A novel twisted nematic alignment and its effects on the electro-optical dynamics of nanoscale liquid crystalline films

Vibrational spectroscopic studies of a surface induced, twisted alignment of the nematic liquid crystal, 4-n-pentyl-4'-cyanobiphenyl (5CB) and its temperature-dependent electro-optical (EO) dynamics were studied near the crystalline-nematic and nematic-isotropic transition temperatures, and at a median temperature in the nematic phase. A 50 nm thick film of 5CB was confined in nanocavities defined by the dimensions of a gold interdigitated electrode array patterned on a unidirectionally polished ZnSe substrate. The film was assembled between two polished substrates bearing extended nanometer-scaled grooves that are oriented orthogonally to one another. The results show that with this anchoring scheme, the molecular director of the LC film undergoes a ninety-degree twist.
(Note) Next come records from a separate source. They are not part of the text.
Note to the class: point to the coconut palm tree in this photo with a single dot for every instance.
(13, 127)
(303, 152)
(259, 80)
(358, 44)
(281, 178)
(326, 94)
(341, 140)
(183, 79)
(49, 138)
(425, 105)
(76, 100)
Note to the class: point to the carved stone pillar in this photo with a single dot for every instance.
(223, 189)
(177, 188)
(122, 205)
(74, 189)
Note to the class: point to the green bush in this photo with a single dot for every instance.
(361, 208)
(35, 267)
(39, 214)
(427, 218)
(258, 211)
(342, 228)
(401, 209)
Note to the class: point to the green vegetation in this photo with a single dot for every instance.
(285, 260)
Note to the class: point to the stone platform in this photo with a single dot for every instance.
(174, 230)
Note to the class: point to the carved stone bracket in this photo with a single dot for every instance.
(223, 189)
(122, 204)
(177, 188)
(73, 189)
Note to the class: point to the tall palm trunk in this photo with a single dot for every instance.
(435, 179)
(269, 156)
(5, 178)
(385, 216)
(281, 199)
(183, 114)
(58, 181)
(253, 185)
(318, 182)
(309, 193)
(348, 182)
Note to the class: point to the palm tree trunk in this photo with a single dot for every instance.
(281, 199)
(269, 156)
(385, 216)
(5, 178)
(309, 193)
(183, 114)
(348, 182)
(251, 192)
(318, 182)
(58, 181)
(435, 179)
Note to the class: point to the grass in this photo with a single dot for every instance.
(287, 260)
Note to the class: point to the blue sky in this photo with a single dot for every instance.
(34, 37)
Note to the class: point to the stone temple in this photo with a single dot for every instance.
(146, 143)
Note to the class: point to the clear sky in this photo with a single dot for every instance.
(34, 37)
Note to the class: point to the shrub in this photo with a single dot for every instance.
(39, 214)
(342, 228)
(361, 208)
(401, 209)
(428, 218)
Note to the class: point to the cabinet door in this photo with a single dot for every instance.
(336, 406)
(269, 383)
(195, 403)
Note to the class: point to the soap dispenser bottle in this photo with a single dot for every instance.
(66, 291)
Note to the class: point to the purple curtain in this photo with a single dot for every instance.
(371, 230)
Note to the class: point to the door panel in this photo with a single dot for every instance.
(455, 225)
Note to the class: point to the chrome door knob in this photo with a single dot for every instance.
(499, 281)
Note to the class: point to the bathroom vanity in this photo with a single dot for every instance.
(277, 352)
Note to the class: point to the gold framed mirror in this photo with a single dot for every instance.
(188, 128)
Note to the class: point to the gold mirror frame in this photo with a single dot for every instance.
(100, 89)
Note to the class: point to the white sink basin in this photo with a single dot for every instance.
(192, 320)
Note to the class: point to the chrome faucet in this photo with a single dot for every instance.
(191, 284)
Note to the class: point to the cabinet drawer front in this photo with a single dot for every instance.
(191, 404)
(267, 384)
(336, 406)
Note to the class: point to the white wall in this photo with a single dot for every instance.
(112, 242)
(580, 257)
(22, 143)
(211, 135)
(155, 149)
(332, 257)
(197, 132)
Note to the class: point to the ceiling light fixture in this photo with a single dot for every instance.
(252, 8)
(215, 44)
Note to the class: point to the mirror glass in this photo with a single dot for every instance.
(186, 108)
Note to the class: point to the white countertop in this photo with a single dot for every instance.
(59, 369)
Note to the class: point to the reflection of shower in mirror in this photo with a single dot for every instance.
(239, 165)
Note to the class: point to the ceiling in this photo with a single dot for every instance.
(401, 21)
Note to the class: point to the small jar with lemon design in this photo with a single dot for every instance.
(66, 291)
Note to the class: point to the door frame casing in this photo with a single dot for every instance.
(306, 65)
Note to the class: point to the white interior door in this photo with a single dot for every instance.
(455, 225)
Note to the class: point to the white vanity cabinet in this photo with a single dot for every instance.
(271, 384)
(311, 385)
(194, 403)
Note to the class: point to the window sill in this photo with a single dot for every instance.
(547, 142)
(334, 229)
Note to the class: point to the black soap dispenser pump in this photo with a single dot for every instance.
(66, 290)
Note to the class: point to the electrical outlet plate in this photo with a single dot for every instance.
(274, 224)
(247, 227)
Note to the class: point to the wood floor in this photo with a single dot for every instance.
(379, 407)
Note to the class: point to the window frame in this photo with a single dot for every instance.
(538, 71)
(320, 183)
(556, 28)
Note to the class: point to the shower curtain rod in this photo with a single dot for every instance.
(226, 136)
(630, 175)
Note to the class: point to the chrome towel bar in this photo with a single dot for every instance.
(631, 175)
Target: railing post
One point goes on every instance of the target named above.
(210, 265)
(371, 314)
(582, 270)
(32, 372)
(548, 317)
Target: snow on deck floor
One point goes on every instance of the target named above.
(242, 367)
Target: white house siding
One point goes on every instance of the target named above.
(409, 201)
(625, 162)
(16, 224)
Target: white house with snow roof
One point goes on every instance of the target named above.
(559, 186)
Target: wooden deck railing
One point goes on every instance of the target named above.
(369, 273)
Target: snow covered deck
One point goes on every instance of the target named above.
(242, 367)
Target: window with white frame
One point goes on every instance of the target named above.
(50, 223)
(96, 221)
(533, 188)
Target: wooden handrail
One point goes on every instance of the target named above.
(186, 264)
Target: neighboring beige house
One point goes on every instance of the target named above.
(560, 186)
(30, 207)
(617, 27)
Step-scan time resolved spectroscopy (TRS) measurements were made to determine the rate constants for the temperature-dependent EO dynamics of both the electric field-induced orientation and thermal relaxation processes of the LC film. The work rationalizes the impacts of organizational anisotropy and illustrates how it can be exploited as a design principle to effectively influence the electric field-induced dynamics of LC systems.